Ipsilateral simultaneous multiple hypertensive intracerebral hemorrhages: Analysis of hematoma formation and comparison with distribution of hypertensive mixed‐type hematoma

Author:

Takeda Shigeki1ORCID,Takahashi Hitoshi2,Miyakawa Teruo3,Yamazaki Kazunori3,Onda Kiyoshi3

Affiliation:

1. Department of Pathology Niigata Neurosurgical Hospital Niigata Japan

2. Department of Laboratory Medicine Niigata Neurosurgical Hospital Niigata Japan

3. Department of Neurosurgery Niigata Neurosurgical Hospital Niigata Japan

Abstract

A 55‐year‐old Japanese woman with a history of hypertension and right putaminal hemorrhage developed simultaneous hemorrhages in the left thalamus and putamen and died 24 h later. There were no vascular anomalies in the brain. Synaptophysin immunostaining combined with eosin azure 50 (EA50) staining clearly identified the hematoma and the surrounding brain structures. In the right cerebral hemisphere, a cystic lesion as a sequela of the usual type of hypertensive putaminal hematoma was evident. In the left cerebral hemisphere, two fresh hematomas were evident. One was a thalamic hematoma, which had destroyed the dorsal and medial structures of the thalamus, and the other was an unusual putaminal hematoma, which had destroyed the entire putamen and crossed the internal capsule and caudate nucleus. α‐Smooth muscle actin immunostaining combined with EA50 and Victoria bleu staining demonstrated three ruptured arteries associated with fibrin aggregates in the anterior thalamic nucleus and anterior putamen. Some circular structures composed of fibrin, suggesting the presence of ruptured arteries in the neighborhood, were evident in the thalamus and putamen. In the putamen, ruptured arteries and circular structures were present in the lateral to medial areas. Fibrin aggregates in the anterior thalamic nucleus were more numerous than those in the putamen.

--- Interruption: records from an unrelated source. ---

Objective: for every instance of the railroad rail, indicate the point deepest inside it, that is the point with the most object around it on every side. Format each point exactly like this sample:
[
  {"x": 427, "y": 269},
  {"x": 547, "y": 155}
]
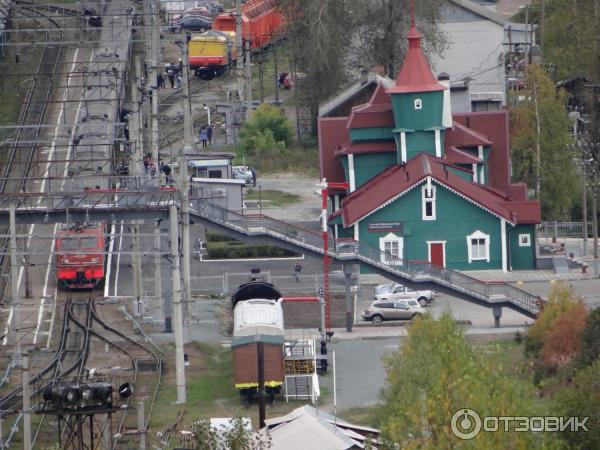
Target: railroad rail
[{"x": 31, "y": 117}]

On the basis of these findings, we concluded that: (i) the artery with numerous fibrin aggregates in the anterior thalamic nucleus had ruptured first, followed by the arteries distributed in other parts of the thalamus and putamen; (ii) the unusual putaminal hematoma was attributable to rupture of the arteries around the center of the putamen, which are not responsible for the usual type of hypertensive putaminal hematoma; and (iii) it is suggested that even if hypertensive hemorrhage occurs simultaneously in the ipsilateral putamen and thalamus, the usual type of hypertensive mixed‐type hematoma does not form.